When announcing Burrell’s commutation, Gov. Tim Walz pointed to scientific studies and the U.S. Supreme Court, which have both stressed that teenage brains work differently than those of adults and that most young offenders should not be given extreme prison sentences. Walz said the shameful state of juvenile criminal justice in Minnesota “needs to be reformed.”

MPR also saw redemption in Burrell’s conversion to Islam:

Burrell said his conversion to Islam helped him cope, and he went on to become a religious leader while behind bars. He said he prayed every day for Tyesha and her family and will continue to do so, knowing that whatever he suffered, nothing can compare to losing a child.

For which he has never taken any responsibility.

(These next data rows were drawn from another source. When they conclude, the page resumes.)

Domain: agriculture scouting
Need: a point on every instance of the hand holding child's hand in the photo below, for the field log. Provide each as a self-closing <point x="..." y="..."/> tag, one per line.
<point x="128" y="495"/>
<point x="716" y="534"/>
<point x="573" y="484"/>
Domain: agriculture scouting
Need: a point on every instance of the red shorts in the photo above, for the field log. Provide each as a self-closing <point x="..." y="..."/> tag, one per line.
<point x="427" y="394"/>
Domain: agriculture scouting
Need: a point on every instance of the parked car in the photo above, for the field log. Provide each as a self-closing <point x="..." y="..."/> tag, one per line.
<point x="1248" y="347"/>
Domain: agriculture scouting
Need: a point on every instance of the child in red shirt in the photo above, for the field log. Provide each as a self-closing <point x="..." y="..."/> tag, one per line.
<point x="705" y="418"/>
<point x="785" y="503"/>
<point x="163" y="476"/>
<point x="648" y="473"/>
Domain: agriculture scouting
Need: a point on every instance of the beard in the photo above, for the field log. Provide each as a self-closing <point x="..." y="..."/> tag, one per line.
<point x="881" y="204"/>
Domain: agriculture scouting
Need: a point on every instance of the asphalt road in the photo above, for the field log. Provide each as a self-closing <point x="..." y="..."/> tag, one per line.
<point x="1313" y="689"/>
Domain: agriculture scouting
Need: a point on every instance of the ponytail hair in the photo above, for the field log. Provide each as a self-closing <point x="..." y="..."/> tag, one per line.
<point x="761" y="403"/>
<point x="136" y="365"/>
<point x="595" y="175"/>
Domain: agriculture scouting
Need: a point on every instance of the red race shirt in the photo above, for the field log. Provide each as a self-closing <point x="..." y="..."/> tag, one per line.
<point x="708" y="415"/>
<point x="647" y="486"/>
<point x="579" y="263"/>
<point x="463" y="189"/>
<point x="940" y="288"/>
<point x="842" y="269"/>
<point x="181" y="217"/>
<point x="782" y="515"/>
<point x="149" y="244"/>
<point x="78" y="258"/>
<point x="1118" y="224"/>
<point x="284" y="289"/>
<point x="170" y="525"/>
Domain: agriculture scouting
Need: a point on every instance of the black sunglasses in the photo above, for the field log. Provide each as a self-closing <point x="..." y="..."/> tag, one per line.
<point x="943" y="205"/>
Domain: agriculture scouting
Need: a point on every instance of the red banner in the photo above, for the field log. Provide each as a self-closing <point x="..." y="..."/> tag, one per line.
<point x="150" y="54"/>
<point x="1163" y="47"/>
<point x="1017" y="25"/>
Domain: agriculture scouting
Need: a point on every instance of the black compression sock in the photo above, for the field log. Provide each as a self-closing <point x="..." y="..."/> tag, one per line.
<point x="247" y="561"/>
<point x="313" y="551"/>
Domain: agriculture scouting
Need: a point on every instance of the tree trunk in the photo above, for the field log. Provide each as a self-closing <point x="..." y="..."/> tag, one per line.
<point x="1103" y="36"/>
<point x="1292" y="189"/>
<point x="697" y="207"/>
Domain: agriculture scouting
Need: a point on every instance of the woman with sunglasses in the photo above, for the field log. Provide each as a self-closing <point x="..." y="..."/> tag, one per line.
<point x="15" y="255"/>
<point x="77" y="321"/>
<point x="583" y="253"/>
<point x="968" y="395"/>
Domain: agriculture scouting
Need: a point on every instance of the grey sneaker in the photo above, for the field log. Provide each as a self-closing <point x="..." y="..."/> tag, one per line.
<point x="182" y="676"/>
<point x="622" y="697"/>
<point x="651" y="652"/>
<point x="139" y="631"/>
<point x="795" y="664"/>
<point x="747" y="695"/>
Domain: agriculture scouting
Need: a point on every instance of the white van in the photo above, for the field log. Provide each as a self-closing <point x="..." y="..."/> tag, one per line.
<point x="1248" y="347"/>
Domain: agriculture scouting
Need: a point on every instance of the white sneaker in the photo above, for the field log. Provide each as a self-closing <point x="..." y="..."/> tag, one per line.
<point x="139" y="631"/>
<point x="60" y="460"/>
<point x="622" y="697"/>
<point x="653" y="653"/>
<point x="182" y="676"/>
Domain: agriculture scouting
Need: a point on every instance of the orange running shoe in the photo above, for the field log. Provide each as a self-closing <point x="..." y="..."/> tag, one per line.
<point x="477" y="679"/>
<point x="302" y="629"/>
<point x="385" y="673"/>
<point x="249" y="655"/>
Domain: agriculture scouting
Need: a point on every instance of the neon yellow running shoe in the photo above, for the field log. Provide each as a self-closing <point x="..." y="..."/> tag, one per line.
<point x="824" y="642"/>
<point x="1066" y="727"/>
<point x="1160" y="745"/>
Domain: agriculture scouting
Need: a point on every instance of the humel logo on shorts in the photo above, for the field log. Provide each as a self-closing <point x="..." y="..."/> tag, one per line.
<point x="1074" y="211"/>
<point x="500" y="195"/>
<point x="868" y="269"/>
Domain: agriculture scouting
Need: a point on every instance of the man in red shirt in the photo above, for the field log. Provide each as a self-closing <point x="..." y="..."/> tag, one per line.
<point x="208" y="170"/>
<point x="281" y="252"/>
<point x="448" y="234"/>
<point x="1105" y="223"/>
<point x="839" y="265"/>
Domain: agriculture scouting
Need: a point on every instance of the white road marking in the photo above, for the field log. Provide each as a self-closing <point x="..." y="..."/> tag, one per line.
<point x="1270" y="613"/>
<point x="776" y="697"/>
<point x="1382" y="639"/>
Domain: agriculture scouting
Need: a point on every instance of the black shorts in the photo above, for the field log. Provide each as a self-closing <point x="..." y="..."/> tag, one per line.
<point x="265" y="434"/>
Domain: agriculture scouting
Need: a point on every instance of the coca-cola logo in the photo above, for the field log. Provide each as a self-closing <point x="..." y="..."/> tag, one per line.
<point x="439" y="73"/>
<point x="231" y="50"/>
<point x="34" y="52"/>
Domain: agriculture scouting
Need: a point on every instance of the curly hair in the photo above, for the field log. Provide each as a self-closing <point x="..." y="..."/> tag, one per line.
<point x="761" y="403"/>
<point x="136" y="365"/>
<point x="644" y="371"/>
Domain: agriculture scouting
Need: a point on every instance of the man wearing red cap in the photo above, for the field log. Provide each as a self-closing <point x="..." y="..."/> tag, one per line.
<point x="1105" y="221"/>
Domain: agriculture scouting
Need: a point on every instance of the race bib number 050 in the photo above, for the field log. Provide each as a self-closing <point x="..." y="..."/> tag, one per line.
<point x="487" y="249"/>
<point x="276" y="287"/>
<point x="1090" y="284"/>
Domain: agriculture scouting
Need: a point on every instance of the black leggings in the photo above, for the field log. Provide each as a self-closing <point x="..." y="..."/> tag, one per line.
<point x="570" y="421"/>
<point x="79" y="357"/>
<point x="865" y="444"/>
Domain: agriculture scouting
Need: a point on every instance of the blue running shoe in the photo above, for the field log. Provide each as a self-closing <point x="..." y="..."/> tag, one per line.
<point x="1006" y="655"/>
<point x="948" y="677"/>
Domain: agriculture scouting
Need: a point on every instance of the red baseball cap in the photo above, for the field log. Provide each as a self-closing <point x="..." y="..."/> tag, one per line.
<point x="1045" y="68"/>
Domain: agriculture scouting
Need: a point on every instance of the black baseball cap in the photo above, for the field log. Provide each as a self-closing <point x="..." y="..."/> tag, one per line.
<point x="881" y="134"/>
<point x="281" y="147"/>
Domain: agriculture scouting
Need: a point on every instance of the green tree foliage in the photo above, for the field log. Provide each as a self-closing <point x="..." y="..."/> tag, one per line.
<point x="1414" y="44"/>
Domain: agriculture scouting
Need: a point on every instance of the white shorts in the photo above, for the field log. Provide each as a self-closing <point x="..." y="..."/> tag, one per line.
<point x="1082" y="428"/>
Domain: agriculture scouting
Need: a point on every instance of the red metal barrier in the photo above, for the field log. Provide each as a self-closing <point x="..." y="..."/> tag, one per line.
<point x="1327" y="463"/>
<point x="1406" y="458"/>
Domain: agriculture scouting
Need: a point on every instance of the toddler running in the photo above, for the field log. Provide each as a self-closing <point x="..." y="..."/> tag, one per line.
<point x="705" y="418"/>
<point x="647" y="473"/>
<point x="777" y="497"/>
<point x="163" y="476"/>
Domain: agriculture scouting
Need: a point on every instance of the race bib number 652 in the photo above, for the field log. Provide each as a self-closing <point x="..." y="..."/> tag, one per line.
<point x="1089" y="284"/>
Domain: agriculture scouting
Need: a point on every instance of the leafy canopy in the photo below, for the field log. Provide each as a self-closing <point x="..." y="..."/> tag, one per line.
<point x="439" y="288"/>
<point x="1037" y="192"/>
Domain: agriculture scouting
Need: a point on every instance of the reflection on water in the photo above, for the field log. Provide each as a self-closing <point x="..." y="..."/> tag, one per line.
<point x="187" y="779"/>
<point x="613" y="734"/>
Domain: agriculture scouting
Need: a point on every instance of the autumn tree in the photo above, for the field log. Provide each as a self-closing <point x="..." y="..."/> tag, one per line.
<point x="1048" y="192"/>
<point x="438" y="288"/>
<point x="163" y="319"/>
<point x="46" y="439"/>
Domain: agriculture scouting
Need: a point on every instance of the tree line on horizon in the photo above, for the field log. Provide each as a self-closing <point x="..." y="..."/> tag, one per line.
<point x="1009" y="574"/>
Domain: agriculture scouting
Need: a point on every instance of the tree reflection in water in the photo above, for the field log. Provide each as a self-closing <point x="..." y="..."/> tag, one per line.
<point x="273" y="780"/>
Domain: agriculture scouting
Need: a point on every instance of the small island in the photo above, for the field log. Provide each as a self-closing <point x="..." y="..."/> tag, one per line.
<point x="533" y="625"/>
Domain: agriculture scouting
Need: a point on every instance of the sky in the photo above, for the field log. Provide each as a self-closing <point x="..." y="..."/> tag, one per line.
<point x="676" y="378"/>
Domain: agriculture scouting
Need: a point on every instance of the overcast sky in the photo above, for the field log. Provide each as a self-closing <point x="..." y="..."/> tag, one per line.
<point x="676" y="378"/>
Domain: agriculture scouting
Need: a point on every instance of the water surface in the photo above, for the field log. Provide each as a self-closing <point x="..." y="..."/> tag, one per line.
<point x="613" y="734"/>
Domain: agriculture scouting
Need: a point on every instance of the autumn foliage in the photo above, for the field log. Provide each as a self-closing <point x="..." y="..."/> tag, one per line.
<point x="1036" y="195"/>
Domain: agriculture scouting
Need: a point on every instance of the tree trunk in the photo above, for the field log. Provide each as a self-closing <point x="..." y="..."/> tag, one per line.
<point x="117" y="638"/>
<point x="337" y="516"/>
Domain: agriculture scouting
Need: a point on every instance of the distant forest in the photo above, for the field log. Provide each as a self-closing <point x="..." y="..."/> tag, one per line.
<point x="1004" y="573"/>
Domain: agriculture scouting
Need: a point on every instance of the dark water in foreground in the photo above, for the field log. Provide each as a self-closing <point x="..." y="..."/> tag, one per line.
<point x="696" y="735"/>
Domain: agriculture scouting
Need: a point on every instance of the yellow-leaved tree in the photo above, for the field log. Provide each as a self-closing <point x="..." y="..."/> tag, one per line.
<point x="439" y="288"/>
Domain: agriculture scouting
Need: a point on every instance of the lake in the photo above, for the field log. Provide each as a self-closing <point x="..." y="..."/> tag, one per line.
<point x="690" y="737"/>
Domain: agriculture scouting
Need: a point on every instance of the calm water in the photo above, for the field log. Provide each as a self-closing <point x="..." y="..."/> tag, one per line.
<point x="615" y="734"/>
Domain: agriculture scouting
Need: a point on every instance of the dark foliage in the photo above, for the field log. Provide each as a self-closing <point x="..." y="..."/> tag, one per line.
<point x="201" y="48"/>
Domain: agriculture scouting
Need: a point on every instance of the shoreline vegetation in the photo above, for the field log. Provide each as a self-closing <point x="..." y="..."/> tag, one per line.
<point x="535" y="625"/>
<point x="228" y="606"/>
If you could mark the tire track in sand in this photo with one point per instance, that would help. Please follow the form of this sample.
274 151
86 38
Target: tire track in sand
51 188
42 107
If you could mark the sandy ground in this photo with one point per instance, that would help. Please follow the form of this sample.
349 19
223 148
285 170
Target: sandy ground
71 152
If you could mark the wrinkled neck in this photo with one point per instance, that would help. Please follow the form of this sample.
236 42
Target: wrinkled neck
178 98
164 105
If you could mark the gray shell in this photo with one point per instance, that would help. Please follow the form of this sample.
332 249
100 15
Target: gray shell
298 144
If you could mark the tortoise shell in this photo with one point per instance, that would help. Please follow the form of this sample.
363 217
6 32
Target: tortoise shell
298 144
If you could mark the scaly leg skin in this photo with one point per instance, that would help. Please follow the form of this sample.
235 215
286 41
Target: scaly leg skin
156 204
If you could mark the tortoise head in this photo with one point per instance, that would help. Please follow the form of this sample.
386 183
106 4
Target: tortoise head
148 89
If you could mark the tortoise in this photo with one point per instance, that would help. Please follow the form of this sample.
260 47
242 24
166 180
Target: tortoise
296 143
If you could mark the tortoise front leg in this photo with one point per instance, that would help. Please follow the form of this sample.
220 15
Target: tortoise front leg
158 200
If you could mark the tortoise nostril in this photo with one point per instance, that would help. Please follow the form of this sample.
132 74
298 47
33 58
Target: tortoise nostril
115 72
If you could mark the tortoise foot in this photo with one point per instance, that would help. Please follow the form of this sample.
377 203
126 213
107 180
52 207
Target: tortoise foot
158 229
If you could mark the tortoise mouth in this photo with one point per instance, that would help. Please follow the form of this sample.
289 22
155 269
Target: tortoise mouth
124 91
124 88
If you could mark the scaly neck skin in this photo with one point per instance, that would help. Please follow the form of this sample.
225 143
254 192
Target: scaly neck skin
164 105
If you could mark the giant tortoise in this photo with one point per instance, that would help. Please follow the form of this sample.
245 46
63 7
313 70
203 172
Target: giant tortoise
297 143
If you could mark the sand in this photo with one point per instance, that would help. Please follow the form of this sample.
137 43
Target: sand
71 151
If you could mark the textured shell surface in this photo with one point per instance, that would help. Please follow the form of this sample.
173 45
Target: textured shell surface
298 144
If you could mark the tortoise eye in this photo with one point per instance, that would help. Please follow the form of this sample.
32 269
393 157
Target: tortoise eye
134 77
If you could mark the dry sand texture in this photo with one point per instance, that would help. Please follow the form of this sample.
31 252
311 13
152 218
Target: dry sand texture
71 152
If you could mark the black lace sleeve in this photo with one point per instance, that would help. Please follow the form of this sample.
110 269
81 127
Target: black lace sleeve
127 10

Sadly, Burrell’s story went rapidly downhill after his release from prison. It turns out that he wasn’t just a misunderstood kid with an undeveloped brain after all. A local TV station reports:

The Dakota County Attorney’s Office says it will handle a new criminal case against Myon Burrell, whose murder sentence was commuted back in 2020.
Burrell was arrested Thursday after investigators had learned Burrell was dealing drugs, including fentanyl and MDMA, a criminal complaint states. Law enforcement obtained a search warrant, and during a traffic stop, officers found a pill in the door of Burrell’s vehicle that tested positive for methamphetamine. A search of his home recovered a briefcase with $60,000 in cash.

This is the second felony case brought against Burrell in the past year. He’s facing charges of gun possession by an ineligible person and fifth-degree drug possession in connection with a separate traffic stop in August. That case was also referred to Dakota County.

$60,000 in cash in a briefcase, along with drugs and a gun. Burrell has come a long way since his release from prison. Or maybe not.

There is a funny twist to the story. The charges against Burrell were brought in Hennepin County, where Minneapolis is, but were referred to nearby Dakota County for prosecution:

The case was referred to Dakota County due to “conflict bias” because Burrell was a paid staffer on Hennepin County Attorney Mary Moriarty’s campaign.

We have written several times about far-left prosecutor Mary Moriarty, e.g. here and here. She ran for office in 2020 on a pro-crime platform. She promised not to prosecute criminals, but to be tough on police officers trying to enforce the laws. The results have been predictable. But it adds an ironic coda to her ignominious story that she paid convicted murderer, and now recidivist, Myon Burrell to staff her successful election campaign. I am not sure Minnesota’s Left can sink any lower.